Using transcranial magnetic stimulation (TMS) we examined motor cortex excitability in 8 premanifest HD gene carriers, 8 very early symptomatic HD patients and 22 healthy controls. Electrophysiological measures were correlated with the clinical stage of HD to identify motor cortical dysfunction prior to overt clinical disease onset.

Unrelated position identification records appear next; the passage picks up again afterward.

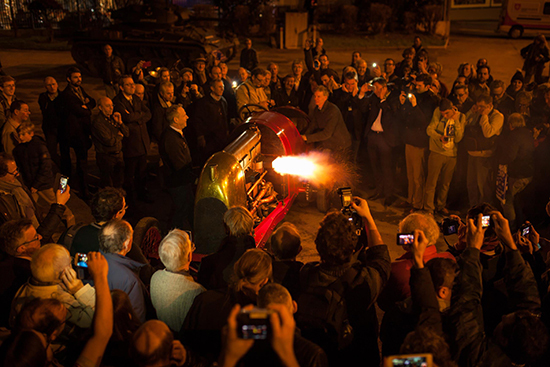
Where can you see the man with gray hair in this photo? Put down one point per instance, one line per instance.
(217, 269)
(53, 276)
(178, 175)
(160, 102)
(115, 241)
(398, 288)
(173, 289)
(107, 134)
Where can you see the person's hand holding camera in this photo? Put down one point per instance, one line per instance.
(282, 339)
(70, 281)
(502, 229)
(533, 236)
(523, 244)
(361, 207)
(418, 248)
(61, 198)
(97, 266)
(234, 348)
(475, 232)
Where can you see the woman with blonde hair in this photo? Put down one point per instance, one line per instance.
(210, 310)
(467, 70)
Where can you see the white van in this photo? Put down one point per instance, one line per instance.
(519, 17)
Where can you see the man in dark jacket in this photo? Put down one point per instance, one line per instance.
(516, 150)
(417, 114)
(50, 105)
(176, 157)
(160, 102)
(210, 123)
(521, 337)
(115, 241)
(107, 134)
(249, 58)
(362, 272)
(347, 100)
(136, 145)
(36, 168)
(327, 127)
(483, 126)
(381, 133)
(19, 242)
(216, 269)
(112, 68)
(77, 112)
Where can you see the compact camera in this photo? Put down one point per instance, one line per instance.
(254, 323)
(81, 265)
(449, 226)
(405, 239)
(346, 197)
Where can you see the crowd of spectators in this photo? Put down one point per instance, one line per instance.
(479, 144)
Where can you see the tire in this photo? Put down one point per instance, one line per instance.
(147, 235)
(516, 32)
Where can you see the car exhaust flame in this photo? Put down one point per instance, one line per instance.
(315, 167)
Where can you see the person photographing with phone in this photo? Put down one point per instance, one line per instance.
(445, 130)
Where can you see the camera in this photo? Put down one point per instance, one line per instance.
(449, 226)
(525, 230)
(63, 183)
(405, 239)
(81, 265)
(486, 221)
(254, 324)
(346, 198)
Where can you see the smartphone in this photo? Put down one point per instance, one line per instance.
(405, 239)
(254, 324)
(63, 183)
(81, 265)
(189, 234)
(485, 221)
(525, 230)
(410, 360)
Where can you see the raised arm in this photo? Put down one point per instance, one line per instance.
(103, 320)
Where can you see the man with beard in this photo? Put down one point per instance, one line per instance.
(77, 112)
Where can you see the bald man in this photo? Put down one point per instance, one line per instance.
(153, 344)
(49, 103)
(115, 241)
(107, 134)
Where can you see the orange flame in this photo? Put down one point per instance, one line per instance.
(315, 167)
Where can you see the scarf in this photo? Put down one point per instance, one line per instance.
(24, 202)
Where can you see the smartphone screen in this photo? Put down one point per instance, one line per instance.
(405, 239)
(63, 184)
(81, 260)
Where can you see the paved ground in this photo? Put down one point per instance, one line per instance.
(30, 67)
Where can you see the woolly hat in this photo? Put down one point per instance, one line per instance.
(517, 76)
(186, 70)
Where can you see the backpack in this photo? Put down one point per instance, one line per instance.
(322, 312)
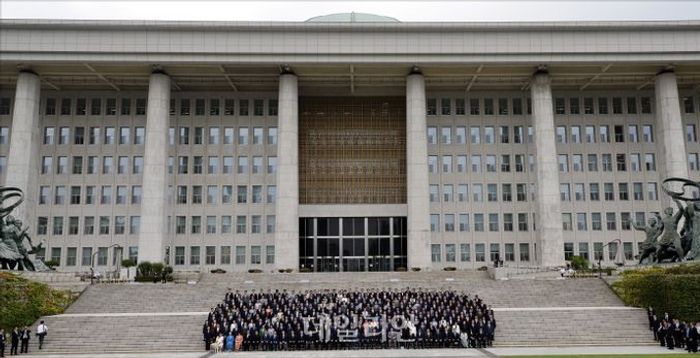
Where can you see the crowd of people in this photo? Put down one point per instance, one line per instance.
(19, 338)
(673, 333)
(348, 319)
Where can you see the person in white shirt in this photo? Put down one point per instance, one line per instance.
(42, 331)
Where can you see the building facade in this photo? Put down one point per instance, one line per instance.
(346, 143)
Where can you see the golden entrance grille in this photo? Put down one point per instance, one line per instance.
(352, 150)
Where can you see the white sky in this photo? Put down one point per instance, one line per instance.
(494, 10)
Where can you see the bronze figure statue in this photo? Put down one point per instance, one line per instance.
(664, 241)
(13, 252)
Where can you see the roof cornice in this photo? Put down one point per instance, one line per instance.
(355, 26)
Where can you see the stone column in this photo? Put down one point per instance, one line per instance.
(22, 162)
(550, 241)
(287, 207)
(155, 171)
(417, 173)
(670, 127)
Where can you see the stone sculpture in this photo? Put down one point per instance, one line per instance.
(13, 252)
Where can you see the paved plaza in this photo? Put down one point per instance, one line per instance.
(491, 352)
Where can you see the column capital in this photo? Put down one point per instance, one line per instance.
(415, 70)
(158, 70)
(665, 70)
(541, 77)
(286, 70)
(26, 69)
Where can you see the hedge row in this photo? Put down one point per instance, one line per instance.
(675, 290)
(22, 302)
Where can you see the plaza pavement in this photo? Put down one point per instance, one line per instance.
(391, 353)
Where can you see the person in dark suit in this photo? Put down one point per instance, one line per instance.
(2, 342)
(25, 335)
(670, 344)
(14, 342)
(661, 333)
(694, 337)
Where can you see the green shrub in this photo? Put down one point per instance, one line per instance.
(144, 270)
(126, 263)
(148, 272)
(52, 263)
(673, 290)
(22, 301)
(157, 269)
(579, 263)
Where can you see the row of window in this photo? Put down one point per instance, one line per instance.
(87, 255)
(122, 135)
(477, 192)
(638, 191)
(465, 252)
(464, 225)
(210, 255)
(598, 250)
(461, 163)
(92, 165)
(195, 224)
(224, 255)
(518, 164)
(445, 106)
(97, 106)
(564, 134)
(572, 105)
(212, 192)
(519, 221)
(509, 254)
(104, 225)
(621, 162)
(119, 194)
(573, 134)
(596, 220)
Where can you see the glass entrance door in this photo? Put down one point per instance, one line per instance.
(352, 244)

Premanifest and early manifest HD patients had higher resting and active motor cortex thresholds than controls (p=0.024). At rest, recruitment of motor evoked potentials was more gradual in both patient groups than in controls (p=0.001). When active, recruitment and the duration of the cortical silent period were similar in all groups. There was a tendency for short latency intra-cortical inhibition (SICI) to have a higher threshold in all patients taken together but not in each group separately. Short latency afferent inhibition (SAI) was reduced in early manifest patients compared with controls and premanifest patients (p<0.001) and in contrast to all other measures was inversely associated with predicted years to onset of HD signs (p=0.013, adjusted R2=0.32) and the UHDRS motor score (p=0.001, adjusted R2=0.5). A combination of age, CAG repeat length, and SAI strongly predicted the UHDRS motor score (p=0.001, adjusted R2=0.68).
Since reduced excitatory and inhibitory corticospinal thresholds and MEP recruitment in patients at rest do not correlate with symptom severity, they may be a consequence of carrying the HD mutation. In contrast, SAI correlated with the severity of motor signs and may reflect the disease state.